Intento tragarme la risa, pero no puedo.
–¿Pero cómo va a visitarte a ti el pediatra? –atino a decir, visualizando peúcos y biberones.
–Será el psiquiatra –tercia mi madre.
El humor nos salva. A veces. Un poco.
‘Los comedores de patatas’. Así se titula un cuadro de Vincent van Gogh de su primera etapa (1885), un cuadro que siempre me llamó la atención, pintado en tonos muy oscuros, casi barrocos, como si hubiese arrastrado la tela por los surcos de un labrantío. Aunque es mucho mejor el artista que vino después, la escena tiene magnetismo: muestra a una familia de campesinos de Nuenen durante la cena, a la luz de un quinqué, las manos nervudas, alimentándose los cinco del fruto de su trabajo. Quiere la casualidad que un amigo me regale, la semana pasada, un libro de Ramón Andrés, Los árboles que nos quedan (Hiperión, 2020), que incluye precisamente un poema dedicado a esa obra. Los versos atraviesan como los pinchos de una horca: “Venimos de ellos, de su cama y de sus noches, / de su amarse adusto y rápido, parroquial, / de los partos atendidos por las vecinas, / hasta llegar al nuestro, azaroso, prematuro”.
Lluvia. Las últimas tormentas han interpuesto una tregua sobre la canícula, una calorina sin piedad que encadena días de sopor húmedo en que no corre una gota de aire; a veces cuesta respirar. El término catalán xafogor resulta mucho más definidor, más exacto, pues procede etimológicamente del latín offocare (ahogar, estrangular). El bochorno atmosférico se infiltra también en el clima político. Lejos de ser el páramo informativo que constituían, los veranos arden. Según uno de los penúltimos torpedos que trae la prensa, los Mossos calculan en 22,8 millones de euros la cantidad que se repartieron los socios del despacho del exministro Cristóbal Montoro.

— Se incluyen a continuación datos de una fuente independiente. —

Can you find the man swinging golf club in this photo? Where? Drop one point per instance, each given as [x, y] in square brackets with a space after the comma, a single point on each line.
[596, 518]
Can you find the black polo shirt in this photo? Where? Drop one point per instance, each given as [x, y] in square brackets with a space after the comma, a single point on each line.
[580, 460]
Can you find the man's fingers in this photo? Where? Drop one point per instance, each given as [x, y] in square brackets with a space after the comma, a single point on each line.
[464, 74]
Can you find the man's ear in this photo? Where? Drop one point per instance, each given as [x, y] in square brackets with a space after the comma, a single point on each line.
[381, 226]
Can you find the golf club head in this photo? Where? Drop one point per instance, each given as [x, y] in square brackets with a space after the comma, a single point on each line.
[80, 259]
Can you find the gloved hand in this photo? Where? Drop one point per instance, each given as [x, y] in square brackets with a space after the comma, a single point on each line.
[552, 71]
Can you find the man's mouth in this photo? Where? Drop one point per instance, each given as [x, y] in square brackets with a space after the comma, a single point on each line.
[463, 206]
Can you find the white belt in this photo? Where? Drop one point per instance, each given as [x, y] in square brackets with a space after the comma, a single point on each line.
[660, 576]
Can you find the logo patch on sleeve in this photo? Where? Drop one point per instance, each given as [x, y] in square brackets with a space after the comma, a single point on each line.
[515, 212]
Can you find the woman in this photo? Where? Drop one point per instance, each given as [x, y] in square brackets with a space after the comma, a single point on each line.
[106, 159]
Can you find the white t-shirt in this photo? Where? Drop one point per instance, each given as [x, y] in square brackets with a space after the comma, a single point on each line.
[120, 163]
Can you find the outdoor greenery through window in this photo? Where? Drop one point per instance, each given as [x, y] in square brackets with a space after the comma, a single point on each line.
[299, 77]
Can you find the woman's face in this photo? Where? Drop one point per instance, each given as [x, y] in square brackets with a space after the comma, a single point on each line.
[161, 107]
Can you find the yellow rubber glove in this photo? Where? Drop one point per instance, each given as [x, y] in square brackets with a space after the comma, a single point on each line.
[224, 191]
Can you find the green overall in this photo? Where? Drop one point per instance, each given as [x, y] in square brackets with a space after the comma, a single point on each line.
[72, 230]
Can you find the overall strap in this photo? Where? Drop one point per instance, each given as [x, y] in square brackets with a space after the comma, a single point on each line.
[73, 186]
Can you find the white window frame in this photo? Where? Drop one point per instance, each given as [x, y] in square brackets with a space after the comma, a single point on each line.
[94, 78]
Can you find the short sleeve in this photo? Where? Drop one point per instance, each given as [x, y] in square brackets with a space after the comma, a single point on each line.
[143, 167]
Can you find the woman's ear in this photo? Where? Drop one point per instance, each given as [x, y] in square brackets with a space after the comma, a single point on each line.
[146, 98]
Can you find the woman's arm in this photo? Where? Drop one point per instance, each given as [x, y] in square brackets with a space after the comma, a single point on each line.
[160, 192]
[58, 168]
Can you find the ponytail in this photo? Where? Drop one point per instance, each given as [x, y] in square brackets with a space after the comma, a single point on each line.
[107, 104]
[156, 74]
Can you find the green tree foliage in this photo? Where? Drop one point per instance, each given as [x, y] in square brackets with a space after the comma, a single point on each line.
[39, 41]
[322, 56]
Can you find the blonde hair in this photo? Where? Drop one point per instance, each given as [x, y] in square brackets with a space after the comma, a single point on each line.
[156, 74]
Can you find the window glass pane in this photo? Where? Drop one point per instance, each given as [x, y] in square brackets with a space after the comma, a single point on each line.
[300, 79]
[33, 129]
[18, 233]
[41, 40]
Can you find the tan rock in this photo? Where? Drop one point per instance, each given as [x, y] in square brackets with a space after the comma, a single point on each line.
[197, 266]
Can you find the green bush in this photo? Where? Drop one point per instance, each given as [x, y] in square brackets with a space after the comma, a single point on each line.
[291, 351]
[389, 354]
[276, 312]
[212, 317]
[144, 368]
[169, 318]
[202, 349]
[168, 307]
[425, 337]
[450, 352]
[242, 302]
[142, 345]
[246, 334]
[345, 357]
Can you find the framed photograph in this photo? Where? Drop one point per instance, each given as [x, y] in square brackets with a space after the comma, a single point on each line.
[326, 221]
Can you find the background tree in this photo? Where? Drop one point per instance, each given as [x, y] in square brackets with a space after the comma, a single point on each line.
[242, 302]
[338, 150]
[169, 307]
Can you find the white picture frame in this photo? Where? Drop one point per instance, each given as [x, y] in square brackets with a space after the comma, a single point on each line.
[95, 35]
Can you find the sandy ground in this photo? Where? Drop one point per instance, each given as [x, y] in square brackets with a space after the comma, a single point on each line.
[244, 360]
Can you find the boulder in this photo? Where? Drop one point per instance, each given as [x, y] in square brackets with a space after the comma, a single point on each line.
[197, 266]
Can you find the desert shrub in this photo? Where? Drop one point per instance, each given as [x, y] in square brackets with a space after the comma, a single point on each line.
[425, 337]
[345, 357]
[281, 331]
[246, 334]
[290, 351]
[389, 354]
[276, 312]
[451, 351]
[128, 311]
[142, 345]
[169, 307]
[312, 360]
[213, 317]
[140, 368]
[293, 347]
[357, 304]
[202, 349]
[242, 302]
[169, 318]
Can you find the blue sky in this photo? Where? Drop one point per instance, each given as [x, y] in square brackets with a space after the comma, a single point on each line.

Reparto a domicilio. Los riders de Glovo estrenan mochilas. Los macutos de acarrear lucen ahora limpísimos, de un amarillo canario refulgente, sin rastro de trasiego. Parece que el cambio coincide con una reforma de la organización laboral, después de que la empresa haya puesto fin al modelo de falsos autónomos. También ha ganado en los tribunales el pulso contra Just Eat, que había interpuesto una demanda por competencia desleal. En cualquier caso, soy boomer. Antes bajo al bar de la esquina a por un pincho de tortilla que telefonear a un ciclista para que traiga la cena a casa. No me nace, ni se me ocurre.